Strident opponent of assisted dying won’t chair advance request review
OTTAWA A Toronto doctor who once likened assisted dying to the Holocaust is no longer in charge of a federally mandated process to determine whether Canadians should be able to make advance requests for medical help to end their lives.
Harvey Schipper has stepped aside as chair of a working group of experts who will examine the issue, although he will continue as an active member of the group.
“While I do believe I would have served in the role of chair impartially, the work of this expert panel is far too important to be burdened with unnecessary distractions,” Schipper said in a statement released by the Council of Canadian Academies.
The council’s appointment of Schipper as chair late last month had raised doubts about the impartiality of the process and the seriousness of the federal government’s commitment to consider expanding its restrictive law on assisted dying.
Advance requests was one of three major issues left unresolved last year when the government passed legislation that restricted medical assistance in dying to those who are already near death.

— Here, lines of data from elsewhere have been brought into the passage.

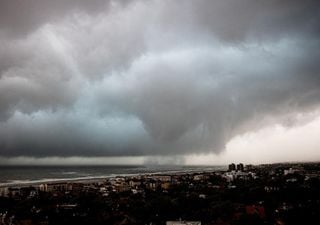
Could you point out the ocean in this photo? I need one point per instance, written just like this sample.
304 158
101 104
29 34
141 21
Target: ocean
17 175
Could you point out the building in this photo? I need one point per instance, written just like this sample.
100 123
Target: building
240 167
232 167
183 223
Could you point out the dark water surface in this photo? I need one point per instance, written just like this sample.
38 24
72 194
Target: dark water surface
30 174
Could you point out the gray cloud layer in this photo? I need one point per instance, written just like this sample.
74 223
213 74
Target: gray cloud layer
151 77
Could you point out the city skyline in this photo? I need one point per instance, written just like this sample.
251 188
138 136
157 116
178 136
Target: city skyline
159 82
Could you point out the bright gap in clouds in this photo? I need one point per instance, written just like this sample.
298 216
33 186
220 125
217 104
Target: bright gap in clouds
272 144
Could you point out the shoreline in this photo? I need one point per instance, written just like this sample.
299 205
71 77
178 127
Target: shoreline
94 179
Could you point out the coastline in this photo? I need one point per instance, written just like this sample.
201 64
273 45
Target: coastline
93 179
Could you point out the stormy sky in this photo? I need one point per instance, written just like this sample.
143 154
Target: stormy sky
152 81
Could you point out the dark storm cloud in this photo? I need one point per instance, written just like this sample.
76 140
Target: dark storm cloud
152 77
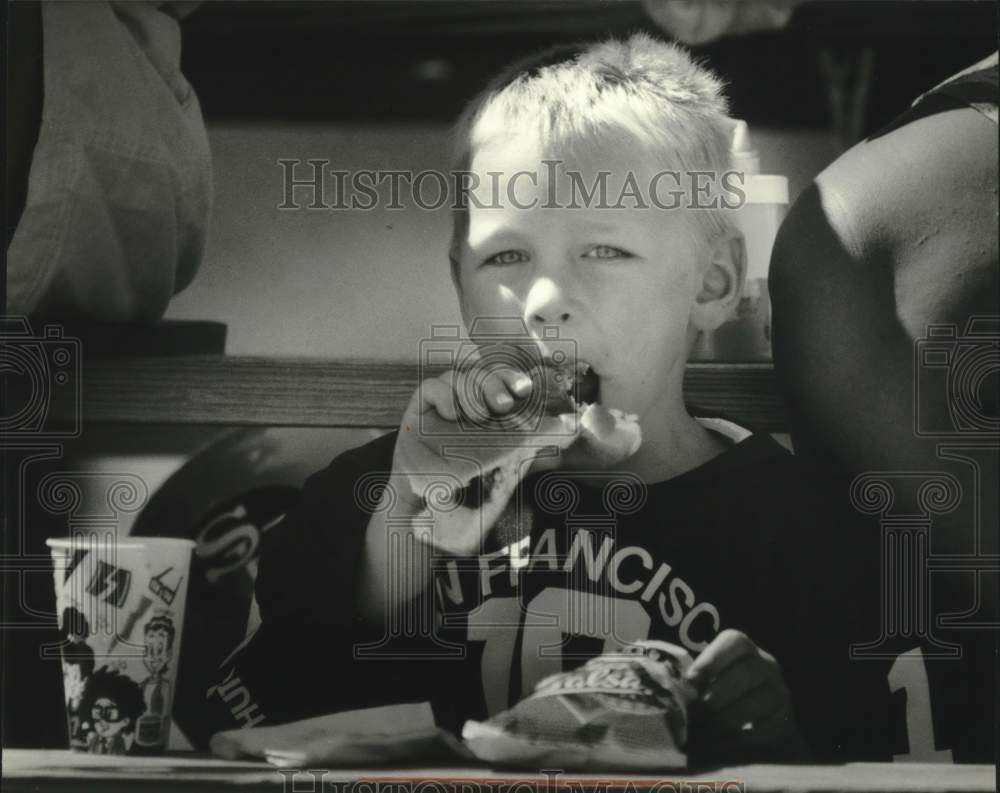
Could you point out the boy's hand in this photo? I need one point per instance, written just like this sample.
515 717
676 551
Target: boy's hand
500 457
743 712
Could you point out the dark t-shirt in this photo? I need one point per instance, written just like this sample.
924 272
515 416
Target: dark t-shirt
739 542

As part of the legislation, the government promised to conduct independent reviews to determine whether the legislation should eventually be expanded to include advance requests, mature minors and those suffering strictly from mental illnesses.
In December, the government engaged the Council of Canadian Academies to conduct the reviews of the three issues and report back to Parliament by late 2018.
The council last month created a 43-member expert panel on assisted dying, chaired by former Supreme Court of Canada justice Marie Deschamps, and subdivided it into working groups on the three outstanding issues.
Schipper, a University of Toronto professor of medicine, was put in charge of the advance request working group despite having been a strident opponent of assisted dying.
In a June 2014 column published in the Globe and Mail, he opined that civilized society always runs into trouble when it makes exceptions to the moral imperative that life is sacred. He then compared arguments used to justify assisted dying with those advanced by Nazi Germany to justify the Holocaust.